The night before we left, he said, “Tell me about girls.”
I was in a T-shirt and underwear, knees straddling his sides.
“What do you mean?” I said, unbuttoning his jeans. “You’ve been with girls.”
“What is it you like about them?”
I studied his eyes. “No,” I said. I leaned forward and kissed his lips: a quick, firm, closed-mouthed kiss.
“What’s it like?” he persisted.
I said, “It’s not like in porn. And it’s not like this. And it’s not for you to know.”
I kissed him again, purposefully, planting a seal, and he wisely let it go.
Back in Portland I said good night and drove home with the passenger seat empty. I unlocked my front door, let Bullet run in ahead of me, and dropped my backpack on the couch. “Summer?” I said, switching on a lamp.
No answer. I could hear the dog lustily drinking in the kitchen. She sauntered to her bed, flopped flat, and descended down a long sigh directly into sleep.

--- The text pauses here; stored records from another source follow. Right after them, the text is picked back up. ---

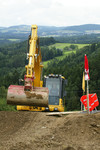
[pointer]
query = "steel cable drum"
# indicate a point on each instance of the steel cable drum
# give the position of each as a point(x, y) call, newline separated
point(37, 97)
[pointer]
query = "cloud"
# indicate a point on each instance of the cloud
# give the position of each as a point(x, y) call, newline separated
point(49, 12)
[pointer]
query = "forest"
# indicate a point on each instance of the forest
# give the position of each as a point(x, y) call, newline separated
point(12, 62)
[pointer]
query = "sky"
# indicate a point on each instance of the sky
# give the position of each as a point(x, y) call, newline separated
point(49, 12)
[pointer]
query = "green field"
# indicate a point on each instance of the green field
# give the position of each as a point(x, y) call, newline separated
point(65, 53)
point(62, 45)
point(13, 40)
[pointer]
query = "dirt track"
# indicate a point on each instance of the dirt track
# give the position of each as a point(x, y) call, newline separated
point(36, 131)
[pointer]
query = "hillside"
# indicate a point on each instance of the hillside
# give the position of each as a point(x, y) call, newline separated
point(21, 32)
point(68, 62)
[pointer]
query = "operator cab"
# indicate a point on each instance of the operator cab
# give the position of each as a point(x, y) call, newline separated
point(55, 84)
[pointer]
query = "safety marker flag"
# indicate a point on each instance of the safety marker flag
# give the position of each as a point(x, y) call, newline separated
point(93, 101)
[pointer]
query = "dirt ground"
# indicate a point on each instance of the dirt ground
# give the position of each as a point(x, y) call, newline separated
point(37, 131)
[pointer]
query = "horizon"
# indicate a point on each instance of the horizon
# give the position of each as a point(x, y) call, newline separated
point(49, 12)
point(47, 25)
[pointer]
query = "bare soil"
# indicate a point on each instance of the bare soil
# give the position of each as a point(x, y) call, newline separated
point(37, 131)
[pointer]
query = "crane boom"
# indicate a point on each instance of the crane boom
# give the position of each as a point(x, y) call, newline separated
point(32, 93)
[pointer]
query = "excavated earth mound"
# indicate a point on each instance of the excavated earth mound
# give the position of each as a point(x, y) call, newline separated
point(37, 131)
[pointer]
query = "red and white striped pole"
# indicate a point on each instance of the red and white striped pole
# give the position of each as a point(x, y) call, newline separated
point(87, 78)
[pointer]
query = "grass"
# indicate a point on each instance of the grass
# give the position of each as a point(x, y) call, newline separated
point(4, 106)
point(62, 45)
point(65, 53)
point(14, 40)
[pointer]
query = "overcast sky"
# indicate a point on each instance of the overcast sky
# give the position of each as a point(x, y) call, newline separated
point(49, 12)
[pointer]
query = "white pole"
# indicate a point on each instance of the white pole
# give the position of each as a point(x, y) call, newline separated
point(88, 98)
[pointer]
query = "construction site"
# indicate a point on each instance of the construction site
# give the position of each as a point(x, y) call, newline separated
point(38, 130)
point(39, 121)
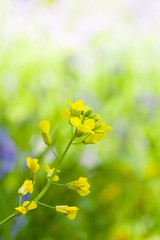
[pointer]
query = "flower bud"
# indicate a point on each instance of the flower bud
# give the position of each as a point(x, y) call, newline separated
point(88, 113)
point(44, 126)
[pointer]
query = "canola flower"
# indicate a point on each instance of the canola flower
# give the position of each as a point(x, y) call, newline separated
point(33, 166)
point(69, 212)
point(44, 126)
point(87, 126)
point(50, 171)
point(25, 188)
point(81, 186)
point(27, 206)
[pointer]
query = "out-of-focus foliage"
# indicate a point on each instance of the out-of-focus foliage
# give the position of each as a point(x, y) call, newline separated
point(106, 53)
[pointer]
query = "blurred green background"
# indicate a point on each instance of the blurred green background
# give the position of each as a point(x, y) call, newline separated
point(107, 54)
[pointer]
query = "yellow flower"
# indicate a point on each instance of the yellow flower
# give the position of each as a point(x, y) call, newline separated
point(81, 186)
point(26, 206)
point(44, 126)
point(50, 171)
point(75, 121)
point(69, 212)
point(87, 126)
point(98, 132)
point(102, 127)
point(34, 167)
point(65, 113)
point(77, 106)
point(93, 138)
point(26, 187)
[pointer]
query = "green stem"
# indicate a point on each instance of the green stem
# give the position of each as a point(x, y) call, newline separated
point(54, 152)
point(20, 200)
point(54, 172)
point(48, 183)
point(7, 219)
point(59, 184)
point(34, 186)
point(45, 205)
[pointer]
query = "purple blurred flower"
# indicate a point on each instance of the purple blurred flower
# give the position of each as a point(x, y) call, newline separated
point(8, 153)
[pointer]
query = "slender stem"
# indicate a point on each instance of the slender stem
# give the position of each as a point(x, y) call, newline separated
point(34, 186)
point(54, 152)
point(48, 183)
point(7, 219)
point(77, 143)
point(54, 172)
point(20, 200)
point(59, 184)
point(45, 205)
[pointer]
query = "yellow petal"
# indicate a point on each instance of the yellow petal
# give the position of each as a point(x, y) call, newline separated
point(70, 103)
point(83, 191)
point(65, 113)
point(47, 168)
point(75, 121)
point(90, 123)
point(44, 126)
point(55, 178)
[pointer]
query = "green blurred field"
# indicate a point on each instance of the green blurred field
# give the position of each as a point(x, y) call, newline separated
point(107, 54)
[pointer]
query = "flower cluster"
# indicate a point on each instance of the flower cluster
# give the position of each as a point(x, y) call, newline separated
point(88, 125)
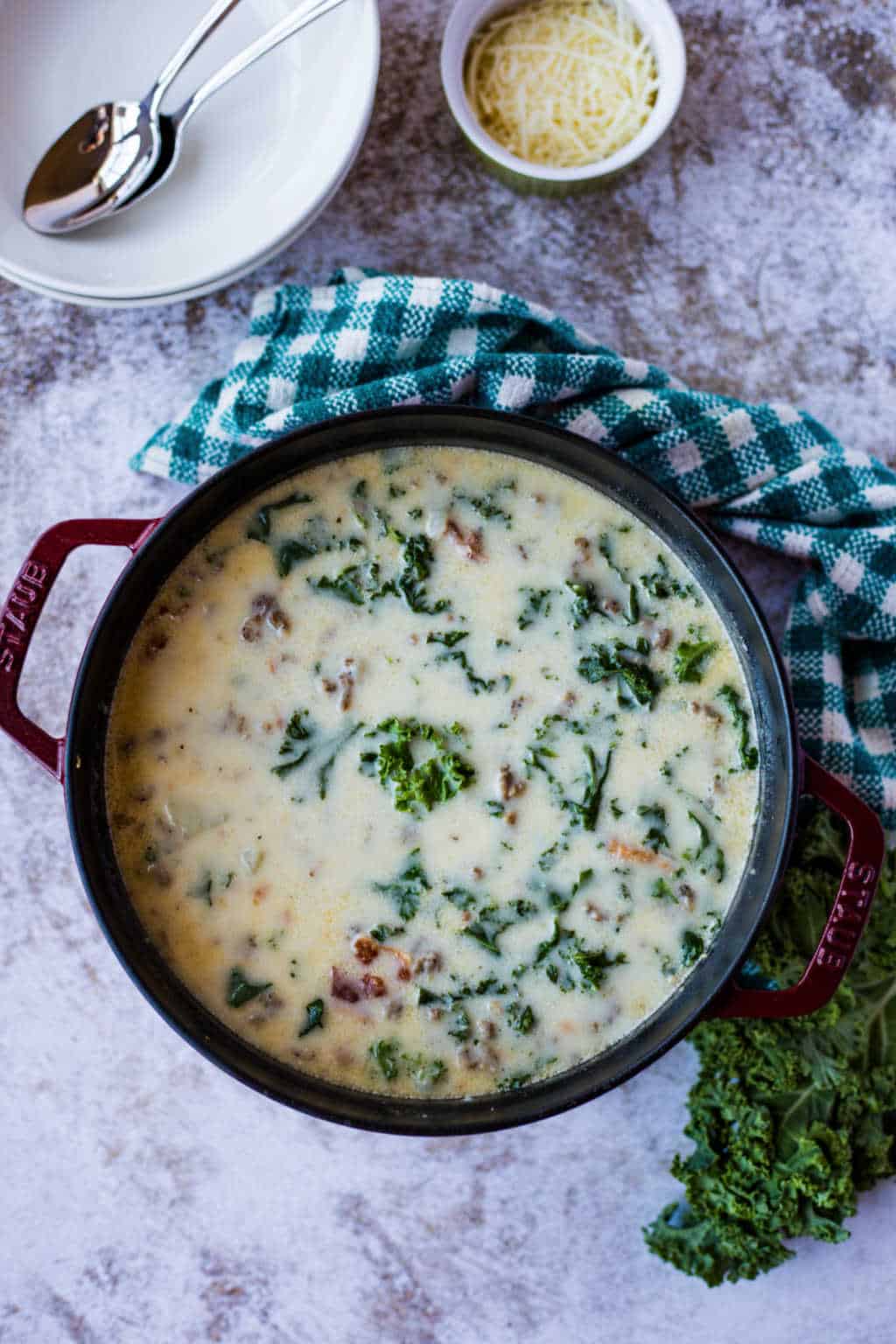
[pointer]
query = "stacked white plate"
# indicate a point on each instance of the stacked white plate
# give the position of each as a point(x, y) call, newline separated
point(258, 164)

I stood alone in the quiet dim house, one lamp lit. I inhaled the smell of home. I wondered if this was the scent of my T-shirts, of my hair, if this was what another person smelled on me when we hugged. You don’t notice it until you leave for a while.
I looked at the telephone. I could ask Ryan. But there was a problem. I love, he’d started. The Fun Part was over.
So I didn’t call. And the next day I cut a postcard from a letterpress test run—layers of type on the front, crisscrossed dates and words and images—and wrote Thanks for coasting. What a trip it’s been. I’m headed underground for the next few weeks to get this art show up. Consider me on an extended tour. See you on the other side. I signed it with only an X—a kiss, a rating, an illiterate signature, an unknown—and dropped it in the mail.